As much as policymakers would like to increase wages, they must weigh the effects of the European debt crisis on exports, of a sizzling property market that could jeopardize the nation’s banks and of an end to the Chinese government’s approval of new stimulus projects — and then gauge how much slowdown they can stomach.

“The Chinese government is very closely watching the economic picture at home and the state of other economies before we decide on our economic policies, including on the … exchange rate,” Zhang Tao, director of the international department of China’s central bank, said at a news conference Friday in Beijing on Friday, Bloomberg reported. “The recent volatility in the international financial markets indicates the global economy still faces challenges.”

The World Bank — which predicted strong but slower economic expansion in China this year — noted in a forecast released Friday a menu of moves being undertaken by the central government to better balance the economy. Among those moves: bolstering the nation’s social safety net, curtailing over-investment in state-owned companies and trying to improve conditions for private enterprises.

The problem with imbalances, said Ardo Hansson, the bank’s lead economist for China, is that “it’s not one where there’s a silver bullet.... It’s a slow process.”

Rebalancing won’t come nearly fast enough to ease Washington’s calls for China to revalue its currency. Congress is threatening legislation to urge China to appreciate the yuan if it doesn’t do so after the G-20 summit in Toronto this month.

Raising China’s exchange rate could immediately make that country’s exports less competitive, benefiting U.S. and other international producers.

Some analysts predict Beijing will eventually agree to strengthen its currency this year, but only about 3% against the dollar to combat rising inflation — far below the more than 25% that some U.S. manufacturers believe the yuan is undervalued.

Although it is still somewhat taboo for officials and economists in China to support currency appreciation, speaking in favor of labor and wage increases is acquiring populist cachet.

Chinese Premier Wen Jiabao said this week that conditions for China’s 130 million migrant workers needed to improve.

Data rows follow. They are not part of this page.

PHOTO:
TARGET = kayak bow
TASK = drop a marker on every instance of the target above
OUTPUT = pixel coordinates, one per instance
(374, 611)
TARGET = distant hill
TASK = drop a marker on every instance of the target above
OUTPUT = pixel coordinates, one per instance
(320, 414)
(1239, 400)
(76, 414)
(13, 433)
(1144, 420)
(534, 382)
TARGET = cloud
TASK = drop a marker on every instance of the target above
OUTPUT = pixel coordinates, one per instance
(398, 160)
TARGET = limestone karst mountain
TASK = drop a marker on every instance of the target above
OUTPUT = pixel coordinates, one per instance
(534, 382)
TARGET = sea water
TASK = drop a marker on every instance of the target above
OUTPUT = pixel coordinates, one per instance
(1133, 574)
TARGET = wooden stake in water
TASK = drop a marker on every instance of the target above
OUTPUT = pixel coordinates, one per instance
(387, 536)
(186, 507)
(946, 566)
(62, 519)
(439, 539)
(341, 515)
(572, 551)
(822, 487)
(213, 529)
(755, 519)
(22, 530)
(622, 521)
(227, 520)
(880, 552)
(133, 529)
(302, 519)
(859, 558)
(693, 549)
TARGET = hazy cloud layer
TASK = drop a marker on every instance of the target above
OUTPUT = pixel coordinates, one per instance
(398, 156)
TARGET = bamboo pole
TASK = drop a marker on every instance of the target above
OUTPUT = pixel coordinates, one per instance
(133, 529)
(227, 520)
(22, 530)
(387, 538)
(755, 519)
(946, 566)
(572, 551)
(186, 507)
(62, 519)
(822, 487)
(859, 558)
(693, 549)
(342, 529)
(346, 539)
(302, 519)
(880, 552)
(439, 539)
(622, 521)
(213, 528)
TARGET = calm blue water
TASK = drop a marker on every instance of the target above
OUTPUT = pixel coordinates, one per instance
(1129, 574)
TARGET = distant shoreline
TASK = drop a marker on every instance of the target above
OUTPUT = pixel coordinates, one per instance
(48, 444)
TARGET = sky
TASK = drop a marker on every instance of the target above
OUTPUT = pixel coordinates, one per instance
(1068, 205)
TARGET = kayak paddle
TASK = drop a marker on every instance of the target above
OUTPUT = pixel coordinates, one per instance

And on Thursday the People’s Daily, a Communist Party mouthpiece, ran an editorial saying that adjusting the gap between rich and poor was crucial for China’s economic development.

In China’s tightly controlled media, coverage of the unrest in factories has been muted. There were reports Friday in foreign outlets that strikes were continuing at a Toyota parts factory in the northern city of Tianjin and at a Carlsberg brewery in the southwestern city of Chongqing.

Factory workers at Honda and Foxconn appear to have won wage concessions, but experts are still divided on whether China stands at a turning point in favor of labor.

Some see the declining population of working-age Chinese and recent labor shortages as evidence that companies will have to raise pay.

Others believe that the demand for workers is cyclical and that ample labor still remains in the countryside, waiting to be pulled into factory towns.

The need for workers could also ease when stimulus-financed infrastructure projects are completed and if a widening European financial crisis stalls exports. In addition, domestic consumption will grab a bigger share of China’s growth this year as investment in infrastructure such as roads, rail and buildings slow down with the tightening of credit, economists predict.

“The effects of the stimulus will diminish and thus will release more labor,” said Yasheng Huang, a professor at MIT’s Sloan School of Management. “One danger is that there is a massive rise of labor costs, forcing some firms to go to Vietnam, but in two years the stimulus money wears off and you have lots of labor seeking jobs again.”

“I support labor getting their due,” he said, “but I have always argued that it is best to do this in a gradual manner.”